My mother always is telling me not to make my paintings so "dark"-and that probably I would $ell more if they were "happier". I always tell her that it's important for culture to become fully aware of all the dimensions of being, and that the good cannot exist without the bad. Plotinus might not completely agree, but the intricacies of Neo-Platonic Metaphysics notwithstanding, I feel that it's a matter of personal and cultural responsibility to look into the Darkness and become aware of the full scope of humanness. When we lose touch with the reality of our situation, and prefer to dither in the palliative mindspace of eternal sunshine, we exercise an optimism that is reckless and immature. Apparently this is a lesson that mainstream culture is beginning to take hold of:

IN "THE WAY WE ARE," a concise, razor-sharp book of existential musings, philosopher Allen Wheelis describes the "margin of terror." Just beyond the agreed-upon scheme of things, like the raw desert and wild places at the edge of the paved city, it's the territory where pain and grief and mystery are too much to reconcile. "We look away, pretend it does not exist, is of no importance, a deviation, a neurosis perhaps."

That self-deception, Wheelis contends, is the essence of the social pact, a matter of survival. You don't gaze directly at Medusa -- and, as a rule, you certainly don't do it in summer movies, those mega-escapist mass entertainments. But as a quick scan of current big-screen protagonists attests, mainstream filmmakers are not always playing by that rule anymore; not only are they not looking away from the margin of terror, they're sometimes setting up camp there. Even cartoon characters and those based on comic books are gazing straight into the abyss.

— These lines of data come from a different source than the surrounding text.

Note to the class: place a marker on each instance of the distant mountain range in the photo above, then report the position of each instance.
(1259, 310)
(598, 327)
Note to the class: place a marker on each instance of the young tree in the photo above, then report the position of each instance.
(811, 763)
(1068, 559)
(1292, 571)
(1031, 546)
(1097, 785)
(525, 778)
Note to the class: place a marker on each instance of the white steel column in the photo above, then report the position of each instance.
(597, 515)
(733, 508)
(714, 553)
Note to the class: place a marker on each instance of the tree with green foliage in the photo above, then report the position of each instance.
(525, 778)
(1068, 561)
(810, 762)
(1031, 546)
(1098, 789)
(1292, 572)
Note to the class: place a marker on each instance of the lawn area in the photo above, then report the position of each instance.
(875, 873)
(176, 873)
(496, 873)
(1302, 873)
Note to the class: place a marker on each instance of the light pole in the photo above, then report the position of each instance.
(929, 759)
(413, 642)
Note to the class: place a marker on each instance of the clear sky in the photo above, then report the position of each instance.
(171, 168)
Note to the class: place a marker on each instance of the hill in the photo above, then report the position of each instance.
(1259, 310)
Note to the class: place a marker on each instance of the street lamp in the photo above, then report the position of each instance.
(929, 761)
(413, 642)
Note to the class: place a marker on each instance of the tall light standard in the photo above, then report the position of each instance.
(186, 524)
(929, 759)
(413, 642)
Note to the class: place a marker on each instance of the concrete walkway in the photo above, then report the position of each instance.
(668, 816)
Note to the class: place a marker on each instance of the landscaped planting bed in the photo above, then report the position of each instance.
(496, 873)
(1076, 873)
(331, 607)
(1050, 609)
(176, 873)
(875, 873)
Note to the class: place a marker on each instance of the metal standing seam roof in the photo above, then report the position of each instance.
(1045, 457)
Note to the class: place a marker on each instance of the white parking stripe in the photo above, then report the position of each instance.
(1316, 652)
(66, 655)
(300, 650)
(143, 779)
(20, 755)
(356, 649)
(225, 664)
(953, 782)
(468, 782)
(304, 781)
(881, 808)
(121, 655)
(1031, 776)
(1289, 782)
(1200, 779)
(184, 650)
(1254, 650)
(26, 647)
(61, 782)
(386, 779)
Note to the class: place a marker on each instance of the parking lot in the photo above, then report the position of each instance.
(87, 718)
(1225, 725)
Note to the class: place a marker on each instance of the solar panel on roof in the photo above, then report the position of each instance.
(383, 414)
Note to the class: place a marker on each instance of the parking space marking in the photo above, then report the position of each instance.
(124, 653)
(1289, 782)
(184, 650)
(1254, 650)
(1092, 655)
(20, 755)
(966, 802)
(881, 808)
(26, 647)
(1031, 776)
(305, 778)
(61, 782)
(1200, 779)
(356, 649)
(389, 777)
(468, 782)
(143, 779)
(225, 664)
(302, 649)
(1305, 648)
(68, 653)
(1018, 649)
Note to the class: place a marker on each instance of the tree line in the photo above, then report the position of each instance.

Darkness has rarely been the central subject of large-scale fare -- it might surface as a tone or stance or an intermittent generator of shock. To temper and defuse the horror, filmmakers -- ardently independent ones as well as those working for studios -- often have adopted a twisted, winking jokiness, the punch line à la Quentin Tarantino or the Coens having become all but obligatory. But to varying degrees, 2008's summer tent-pole titles are forgoing irony as they walk quite purposefully into the darker realms of storytelling, and critics are embracing that darkness, whether it's an undercurrent (" Iron Man") or a defining principle (a certain Batman movie).

In the 38 reviews of " The Dark Knight" by Rotten Tomatoes' "top critics," 90% of which are favorable, readers will find 40 references to the film's darkness, most of them admiring. Reviewers speak of the feature's "dark vision" (Christopher Orr, the New Republic) and the way it "turns pulp into dark poetry" (Richard Corliss, Time). In this paper, Kenneth Turan praised the film for its "darker-than-usual themes that have implications for the way we live now." Manohla Dargis of the New York Times observed that "Knight" "goes darker and deeper than any Hollywood movie of its comic-book kind," and Newsday critic Rafer Guzman called it "a dark and highly complex drama [with] more brains than any other movie this summer."